Jakarta 16 Juli 2025
Oleh : Laksda TNI (Purn) Soleman B Ponto, ST, SH, MH, CPM, CPARB

Dalam sistem ketatanegaraan Indonesia, Mahkamah Konstitusi (MK) memegang peran fundamental sebagai penjaga konstitusi (guardian of the constitution). Ia berfungsi mengadili sengketa kewenangan antar lembaga negara, memutus perselisihan hasil pemilu, membubarkan partai politik, dan—yang paling penting—mengadili undang-undang terhadap Undang-Undang Dasar 1945.

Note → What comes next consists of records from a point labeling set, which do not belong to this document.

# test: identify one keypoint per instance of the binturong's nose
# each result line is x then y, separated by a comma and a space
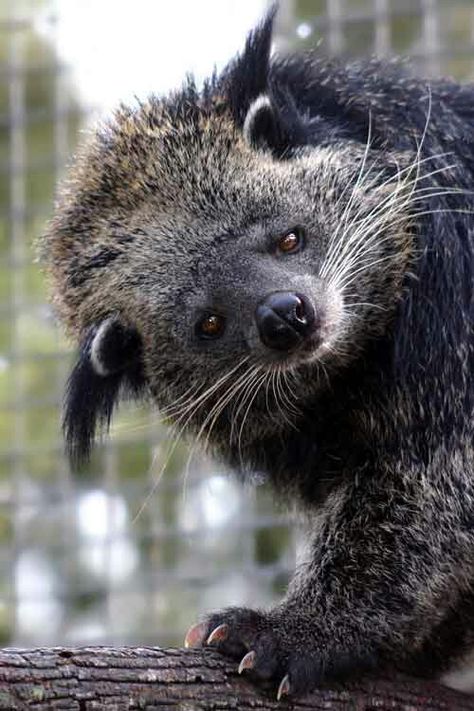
284, 320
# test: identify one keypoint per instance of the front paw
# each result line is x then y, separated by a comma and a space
267, 648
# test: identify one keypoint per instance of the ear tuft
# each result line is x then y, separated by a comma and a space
114, 347
260, 125
109, 362
248, 74
275, 124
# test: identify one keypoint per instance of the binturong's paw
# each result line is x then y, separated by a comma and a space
265, 646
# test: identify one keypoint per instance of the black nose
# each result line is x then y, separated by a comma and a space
284, 320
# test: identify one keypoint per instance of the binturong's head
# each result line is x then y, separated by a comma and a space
223, 253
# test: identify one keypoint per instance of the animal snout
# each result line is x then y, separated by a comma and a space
285, 319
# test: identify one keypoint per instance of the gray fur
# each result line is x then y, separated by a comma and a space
174, 210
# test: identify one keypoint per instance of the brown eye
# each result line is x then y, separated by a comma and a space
211, 326
291, 242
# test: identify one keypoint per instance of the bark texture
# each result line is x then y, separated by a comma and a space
93, 678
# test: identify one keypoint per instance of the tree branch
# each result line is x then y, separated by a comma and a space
93, 678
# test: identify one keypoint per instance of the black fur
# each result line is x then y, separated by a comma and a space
380, 450
90, 398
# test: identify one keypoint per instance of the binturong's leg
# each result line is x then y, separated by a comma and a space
385, 581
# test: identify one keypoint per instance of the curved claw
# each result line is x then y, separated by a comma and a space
219, 634
247, 662
195, 635
284, 688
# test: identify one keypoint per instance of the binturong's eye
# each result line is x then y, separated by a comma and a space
211, 326
291, 242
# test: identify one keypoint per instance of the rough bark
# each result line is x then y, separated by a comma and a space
147, 678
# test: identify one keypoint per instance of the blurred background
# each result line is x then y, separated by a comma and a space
132, 548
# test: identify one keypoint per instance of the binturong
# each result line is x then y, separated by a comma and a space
283, 261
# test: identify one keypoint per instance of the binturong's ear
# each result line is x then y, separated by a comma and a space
275, 126
109, 362
265, 111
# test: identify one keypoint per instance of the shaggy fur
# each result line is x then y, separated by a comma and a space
174, 211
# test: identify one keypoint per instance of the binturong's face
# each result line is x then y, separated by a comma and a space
229, 280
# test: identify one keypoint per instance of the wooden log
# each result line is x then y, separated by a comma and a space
145, 678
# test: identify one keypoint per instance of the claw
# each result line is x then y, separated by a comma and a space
219, 634
248, 662
284, 688
195, 635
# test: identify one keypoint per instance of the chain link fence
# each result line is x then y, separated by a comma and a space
148, 535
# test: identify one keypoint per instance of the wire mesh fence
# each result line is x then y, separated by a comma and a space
148, 535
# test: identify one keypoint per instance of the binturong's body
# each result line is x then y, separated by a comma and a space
284, 263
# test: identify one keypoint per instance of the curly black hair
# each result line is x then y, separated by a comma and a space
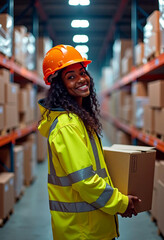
89, 112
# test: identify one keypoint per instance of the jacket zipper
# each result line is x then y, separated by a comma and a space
116, 226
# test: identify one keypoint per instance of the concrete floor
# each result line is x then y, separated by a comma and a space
31, 218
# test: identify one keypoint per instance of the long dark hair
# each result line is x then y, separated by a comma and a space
89, 112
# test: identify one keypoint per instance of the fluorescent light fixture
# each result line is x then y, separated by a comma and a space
82, 48
84, 2
80, 38
84, 55
80, 23
79, 2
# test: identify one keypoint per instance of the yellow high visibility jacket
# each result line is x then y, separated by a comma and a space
83, 202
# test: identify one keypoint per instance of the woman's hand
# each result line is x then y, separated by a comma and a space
131, 209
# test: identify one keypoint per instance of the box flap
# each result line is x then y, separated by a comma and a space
132, 147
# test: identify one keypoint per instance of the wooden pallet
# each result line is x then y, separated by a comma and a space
4, 220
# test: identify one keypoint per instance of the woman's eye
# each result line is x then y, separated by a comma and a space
71, 77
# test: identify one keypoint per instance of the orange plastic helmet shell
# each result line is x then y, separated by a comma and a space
59, 57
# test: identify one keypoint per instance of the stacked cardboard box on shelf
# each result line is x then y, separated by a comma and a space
127, 61
161, 19
30, 159
158, 195
27, 105
107, 78
6, 26
132, 171
44, 44
41, 141
139, 100
123, 138
6, 194
119, 48
154, 211
139, 54
18, 170
152, 35
156, 98
8, 101
24, 47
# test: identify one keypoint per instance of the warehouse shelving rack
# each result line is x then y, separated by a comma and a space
18, 72
150, 71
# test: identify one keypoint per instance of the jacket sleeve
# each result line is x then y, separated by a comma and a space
75, 159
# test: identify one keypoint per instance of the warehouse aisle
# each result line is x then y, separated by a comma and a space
31, 218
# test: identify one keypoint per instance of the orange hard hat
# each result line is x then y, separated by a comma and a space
60, 57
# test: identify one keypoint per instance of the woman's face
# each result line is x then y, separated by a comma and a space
76, 81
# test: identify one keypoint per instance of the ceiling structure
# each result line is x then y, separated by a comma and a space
108, 19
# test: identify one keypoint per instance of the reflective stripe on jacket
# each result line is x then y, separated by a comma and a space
82, 199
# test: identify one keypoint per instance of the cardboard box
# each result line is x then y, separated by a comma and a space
160, 208
30, 159
22, 103
139, 89
6, 194
155, 93
5, 159
138, 110
5, 75
156, 173
123, 138
132, 171
139, 53
152, 44
149, 119
11, 93
153, 21
127, 63
2, 88
158, 121
11, 116
41, 147
18, 170
154, 208
6, 33
161, 171
1, 117
119, 48
126, 113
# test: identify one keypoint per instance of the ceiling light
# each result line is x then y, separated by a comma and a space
84, 55
82, 48
79, 2
80, 38
80, 23
84, 2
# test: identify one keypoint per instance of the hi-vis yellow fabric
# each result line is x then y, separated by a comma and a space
83, 202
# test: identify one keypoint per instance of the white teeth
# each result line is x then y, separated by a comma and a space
83, 87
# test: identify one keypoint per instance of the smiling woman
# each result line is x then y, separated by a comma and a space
77, 81
83, 202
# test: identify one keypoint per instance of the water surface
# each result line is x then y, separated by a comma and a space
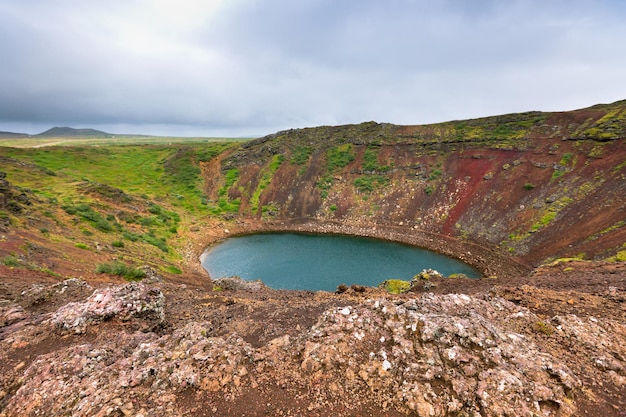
322, 262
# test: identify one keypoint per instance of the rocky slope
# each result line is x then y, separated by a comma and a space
505, 193
518, 181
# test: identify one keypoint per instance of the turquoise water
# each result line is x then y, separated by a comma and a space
322, 262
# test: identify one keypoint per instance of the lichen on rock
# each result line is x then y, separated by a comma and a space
121, 302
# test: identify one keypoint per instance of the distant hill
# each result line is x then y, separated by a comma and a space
12, 135
69, 131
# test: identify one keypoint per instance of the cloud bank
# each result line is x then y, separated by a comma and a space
251, 67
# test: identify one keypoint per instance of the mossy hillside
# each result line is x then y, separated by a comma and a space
131, 201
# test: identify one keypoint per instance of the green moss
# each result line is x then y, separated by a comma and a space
172, 269
301, 155
10, 260
395, 286
369, 183
266, 179
339, 157
123, 270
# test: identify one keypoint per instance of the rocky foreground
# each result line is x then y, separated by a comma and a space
158, 348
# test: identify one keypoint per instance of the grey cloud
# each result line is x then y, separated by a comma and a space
259, 66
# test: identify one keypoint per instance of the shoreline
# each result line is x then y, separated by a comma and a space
488, 261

Dengan peran tersebut, MK sejatinya menjadi wasit konstitusi, terutama dalam "pertandingan" antara DPR dan Presiden sebagai dua aktor utama dalam proses legislasi. Dalam kerangka ini, kehadiran hakim-hakim MK yang independen adalah mutlak. Namun, kenyataan hari ini berbicara sebaliknya.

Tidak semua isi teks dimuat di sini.